高級男娼、顧客は妻帯者がほとんど【前編】

イタリアの美人大臣こと、マーラ・カルファーニャ機会均等担当大臣が最近、『ホモフォビック(同性愛者に対する偏見)』対策のキャンペーンCMを作ったとかの記事を見かけ、とある記事のことを思い出して訳してみました。
3週間ほど前の記事なんですが、まぁ、速報性はそれほど重要じゃないだろうと…。

 

 

ミラノ 『高級男娼が語る、上客は貴女方のご主人です』

「白いプードルを飼っているんで、パドヴァの町中を散歩して歩くんですよ。
傍目から見て僕がゲイだってことは分かるでしょうけど、トラブルに遭ったことは一度もないですね。ただ、公園内であからさまにベタベタするのは避けるようにしてますけど。普通のカップルがしていても感じ悪くって。どうして人ごみでキスなんかするんでしょうね。
もっと厄介なのは、僕たちのテリトリーや、ゲイに対してフレンドリーな場所でさえ暴力沙汰になることがあるって事実で。まぁ、取り越し苦労をするのも見当違いなんですけど。
正直なところでは、ホモフォビック(同性愛者に対する偏見)の気配は感じません。

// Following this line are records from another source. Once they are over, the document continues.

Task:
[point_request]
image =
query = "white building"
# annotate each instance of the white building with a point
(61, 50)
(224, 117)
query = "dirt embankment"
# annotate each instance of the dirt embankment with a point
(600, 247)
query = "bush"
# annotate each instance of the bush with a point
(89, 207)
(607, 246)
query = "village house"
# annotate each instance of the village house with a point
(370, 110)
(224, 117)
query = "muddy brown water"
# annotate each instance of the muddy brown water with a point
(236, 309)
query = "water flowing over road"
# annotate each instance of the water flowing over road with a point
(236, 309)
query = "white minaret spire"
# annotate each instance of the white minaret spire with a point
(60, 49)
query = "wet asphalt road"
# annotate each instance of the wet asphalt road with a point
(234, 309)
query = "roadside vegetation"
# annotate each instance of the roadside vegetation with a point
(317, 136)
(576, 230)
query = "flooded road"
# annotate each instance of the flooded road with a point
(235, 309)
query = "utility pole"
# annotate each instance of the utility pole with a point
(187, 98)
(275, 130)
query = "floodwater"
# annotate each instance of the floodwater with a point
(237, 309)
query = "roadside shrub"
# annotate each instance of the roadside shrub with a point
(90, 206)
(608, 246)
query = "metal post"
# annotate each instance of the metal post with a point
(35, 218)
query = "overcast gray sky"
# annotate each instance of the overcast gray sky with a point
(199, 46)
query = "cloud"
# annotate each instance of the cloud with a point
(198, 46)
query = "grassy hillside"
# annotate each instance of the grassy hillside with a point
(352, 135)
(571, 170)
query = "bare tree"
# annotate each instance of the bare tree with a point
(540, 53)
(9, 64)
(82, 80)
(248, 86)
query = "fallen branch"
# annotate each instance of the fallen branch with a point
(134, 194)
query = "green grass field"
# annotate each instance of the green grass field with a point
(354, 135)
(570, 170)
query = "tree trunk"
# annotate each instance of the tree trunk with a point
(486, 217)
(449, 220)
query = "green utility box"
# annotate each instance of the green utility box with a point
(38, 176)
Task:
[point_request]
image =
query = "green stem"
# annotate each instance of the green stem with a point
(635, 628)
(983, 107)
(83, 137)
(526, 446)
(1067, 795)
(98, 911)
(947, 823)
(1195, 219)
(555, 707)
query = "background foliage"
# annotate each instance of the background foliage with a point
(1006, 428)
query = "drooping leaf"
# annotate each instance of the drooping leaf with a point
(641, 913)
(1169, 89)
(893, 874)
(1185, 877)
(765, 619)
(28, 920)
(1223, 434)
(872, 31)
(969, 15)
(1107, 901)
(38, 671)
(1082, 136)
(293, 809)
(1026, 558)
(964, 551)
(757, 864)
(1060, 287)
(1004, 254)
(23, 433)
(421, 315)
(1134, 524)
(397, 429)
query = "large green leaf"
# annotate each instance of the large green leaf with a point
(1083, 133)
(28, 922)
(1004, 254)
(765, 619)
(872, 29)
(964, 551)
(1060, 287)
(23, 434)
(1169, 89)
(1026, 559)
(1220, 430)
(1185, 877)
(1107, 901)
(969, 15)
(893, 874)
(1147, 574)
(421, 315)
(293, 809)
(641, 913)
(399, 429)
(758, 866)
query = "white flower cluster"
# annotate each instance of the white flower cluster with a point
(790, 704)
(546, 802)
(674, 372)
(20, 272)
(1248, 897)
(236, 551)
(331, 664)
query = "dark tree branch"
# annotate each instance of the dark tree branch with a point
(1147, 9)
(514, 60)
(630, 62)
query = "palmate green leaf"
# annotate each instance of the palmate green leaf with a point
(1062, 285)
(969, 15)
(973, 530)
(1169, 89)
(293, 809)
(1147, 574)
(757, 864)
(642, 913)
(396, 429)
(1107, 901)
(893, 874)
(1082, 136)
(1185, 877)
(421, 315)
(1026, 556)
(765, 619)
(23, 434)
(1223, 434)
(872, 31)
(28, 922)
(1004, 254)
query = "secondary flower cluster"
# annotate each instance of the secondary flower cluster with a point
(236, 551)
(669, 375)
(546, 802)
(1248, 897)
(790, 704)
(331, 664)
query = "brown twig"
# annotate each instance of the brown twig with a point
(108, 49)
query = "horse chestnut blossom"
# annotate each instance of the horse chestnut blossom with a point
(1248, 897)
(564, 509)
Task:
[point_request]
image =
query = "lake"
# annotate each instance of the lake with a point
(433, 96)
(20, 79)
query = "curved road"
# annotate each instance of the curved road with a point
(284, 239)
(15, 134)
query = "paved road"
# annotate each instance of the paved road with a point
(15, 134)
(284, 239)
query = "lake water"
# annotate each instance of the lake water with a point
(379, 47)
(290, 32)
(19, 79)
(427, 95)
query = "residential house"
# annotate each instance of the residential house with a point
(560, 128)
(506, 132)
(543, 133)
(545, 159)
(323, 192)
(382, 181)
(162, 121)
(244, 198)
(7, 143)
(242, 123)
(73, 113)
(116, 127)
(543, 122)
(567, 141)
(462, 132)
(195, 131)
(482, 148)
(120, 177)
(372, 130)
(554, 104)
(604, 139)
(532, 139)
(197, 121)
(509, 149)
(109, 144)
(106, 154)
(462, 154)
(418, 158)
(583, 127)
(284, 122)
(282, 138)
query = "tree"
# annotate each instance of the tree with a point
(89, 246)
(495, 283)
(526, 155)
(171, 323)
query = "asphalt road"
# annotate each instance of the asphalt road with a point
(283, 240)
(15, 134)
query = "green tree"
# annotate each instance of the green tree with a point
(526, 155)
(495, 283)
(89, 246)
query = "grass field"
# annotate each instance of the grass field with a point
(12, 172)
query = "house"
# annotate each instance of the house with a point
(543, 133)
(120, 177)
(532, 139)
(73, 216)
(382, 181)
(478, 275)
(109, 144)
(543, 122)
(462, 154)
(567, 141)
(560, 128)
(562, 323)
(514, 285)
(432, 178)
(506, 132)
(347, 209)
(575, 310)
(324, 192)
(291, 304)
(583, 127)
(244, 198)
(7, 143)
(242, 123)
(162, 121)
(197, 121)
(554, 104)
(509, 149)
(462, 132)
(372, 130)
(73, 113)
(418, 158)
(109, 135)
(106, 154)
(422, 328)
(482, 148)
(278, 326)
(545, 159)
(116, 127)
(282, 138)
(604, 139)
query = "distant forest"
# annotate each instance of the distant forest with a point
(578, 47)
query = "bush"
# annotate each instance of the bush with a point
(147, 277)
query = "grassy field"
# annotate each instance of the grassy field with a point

」
イタリア北東部パドヴァ市で最近、むつみ合っていたレズビアンカップルが襲撃された事件について、同市在住のトーマスさんがコメントしてくれた。
トーマスさんはホモセクシャルであり、体を売って生きている。

ここ数ヶ月、よく話題にされる別のテーマへの生証言でもある − 肉体は仕事のための、社会的な成功のための道具になった。美しさ、体の細さ、若さは、市場でもてはやされるための特性だ。
トーマスさんと、その交際相手だったワグナーさん両名は、上流層(と言われている)相手の高級男娼であり、顧客のほとんどは一見したところ妻なり彼女なりがいる異性愛者だ。
ワグナーさんはブラジル出身の26歳、トーマスさんはパドヴァ出身で30歳。
2人はパドヴァの町で出会い、つい最近まで交際していた。現在、恋愛感情は冷めたものの、同じマンション内の上下階にそれぞれ住んでいて、トーマスさんは、「僕たちの結びつきはすごく強いんです。」と言う。
ワグナーさんに売春する理由をたずねると、気軽にこう答えてくれた。
「いわゆる『普通の仕事』をする時だって体は使いますよね。いつの時代だって働くには体を使ってきたんだ。サンドイッチを作るにしたって、床を磨くにしたって、壁を築くにしたって、体を働かせている。
僕は独立した労働者だから。つまり、自分の体を使って自分がやりたいことをしているって言う意味でね。僕は時間や、あらゆる組織の階層からも自由でいるために、この仕事を選んだんです。」

悲壮感もなく、見返りも必要とせず、決着をつけなければならない問題もないのだ、ワグナーさんにとっては。
行動の自由を取り戻すと言う考え。
ショッキングではあるが、新世代における高級売春婦(売春夫然り)の間では目新しいことではなく、昔ながらの説明での一般論を説かれると、簡単に考えを改めるのだ。
つまり、性を売り物にするのはやけになった者だけであり、多くの場合は強制され、奴隷状態へとおとしめられ、時には堕落の道を辿り、そして最後に、もしも善が打ち勝つならば、そこから解き放たれるのだ…と。
金銭への誘惑、つまり短時間で大金を稼げると言う事実が大きな引き金になると、トーマスさんは話す。
「以前は塗装の仕事をしていたんですけど、1ヶ月の収入はだいたい1,200ユーロ(約16万円)程度でした。朝7時から夜8時まで、土曜日もいつも働いてね。
2年前に、ある店でけっこう名の知れた裕福な男性と知り合ったんです。その人の家に5回行って、当時の給料の3ヶ月分を稼ぎましたよ。」
そして、ワーグナーさんもこう言う。
「男で1ヶ月に6千ユーロ(約80万円)は稼げますよ。マンションの部屋を使って、1人につき30分でね。若い女性だったら一晩で千ユーロ(約13万円)はいけますね。
どの程度の収入にするかは自分次第ですよ。時間を費やせば、それだけ稼げるわけで。客を取りたくないとか、今日は寝ていたいって日は、携帯を消しておけばいいだけですから。」
(後編に続く)
(2009年10月20日 Corriere della Sera)

 

 

すみません。
ちょっと長いうえに、バタバタしてたもんで…力尽きました。
残りは、また明日。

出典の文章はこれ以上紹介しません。